Что-то пробормотав, Колин повернулся на другой бок, закинул на Минерву расслабленную руку и нащупал пальцами ее грудь.
О небо! Сердце пропустило удар, а затем сильно застучало, ощутив боль, схожую с той, когда погружаешь в теплую воду онемевшие от холода пальцы. Внезапно Минерве стало трудно дышать.
Подумать только! Она каждое утро первым делом протягивает руку за очками, потому что не может без них обойтись. А Пэйн сначала потянулся к ней!
Она не может его исцелить — и ни одной женщине это не под силу. Нельзя изменить события далекого прошлого. А вдруг Колину нужно не лекарство, а кто-то, кто может принять его со всеми недостатками и помочь, словно лупа, видеть окружающий мир отчетливо — как помогают в этом Минерве ее очки?
Еще час назад она сочла бы такую мысль абсурдной. Но в первых лучах утреннего солнца казались возможными любые нелепицы. А потому на мгновение захотелось помечтать, вообразить себе, каково это было бы: просыпаться рядом с Колином каждое утро, чувствуя себя необходимой ему.
К тому времени, когда Пэйн снова пошевелился и, проснувшись, начал покрывать щеки Минервы поцелуями, ей уже так сильно хотелось быть той, кого он обнимал бы, засыпая, и первой, к кому тянулся бы по пробуждении, ища близости и душевного равновесия, что в глубине души она почувствовала горечь разочарования.
Не желая объяснять, почему успела так разволноваться еще до завтрака, она отвернулась от Колина. Он тут же с нежностью обнял ее сзади, подчеркнув тем самым различия в их анатомии: его твердая грудь прижималась к спине Минервы, а жесткие волоски на его ногах щекотали ее гладкие бедра.
Скользнув под простыни, рука Пэйна собственнически пропутешествовала по всем изгибам его спутницы, обвилась вокруг талии и придвинула Минерву еще ближе. Теперь его пульсирующий, возбужденный член упирался в ее поясницу.

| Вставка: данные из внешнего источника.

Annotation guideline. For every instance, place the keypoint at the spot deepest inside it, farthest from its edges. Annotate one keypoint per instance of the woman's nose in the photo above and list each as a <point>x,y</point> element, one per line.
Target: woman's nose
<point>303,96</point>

— Мин, — прошептал Колин, уткнувшись ей в шею носом. — Ты мне снова нужна. Ты примешь меня в себя?
Она молча кивнула и собралась было повернуться к нему, но виконт приподнял ее ногу и втиснул свое мужское достоинство между ее бедер.
Минерва озадаченно напряглась.
— Всё в порядке. — Пэйн поцеловал ее в шею, его пальцы скользнули к животу партнерши, а затем — ниже. — Разреши мне показать тебе, как это делается.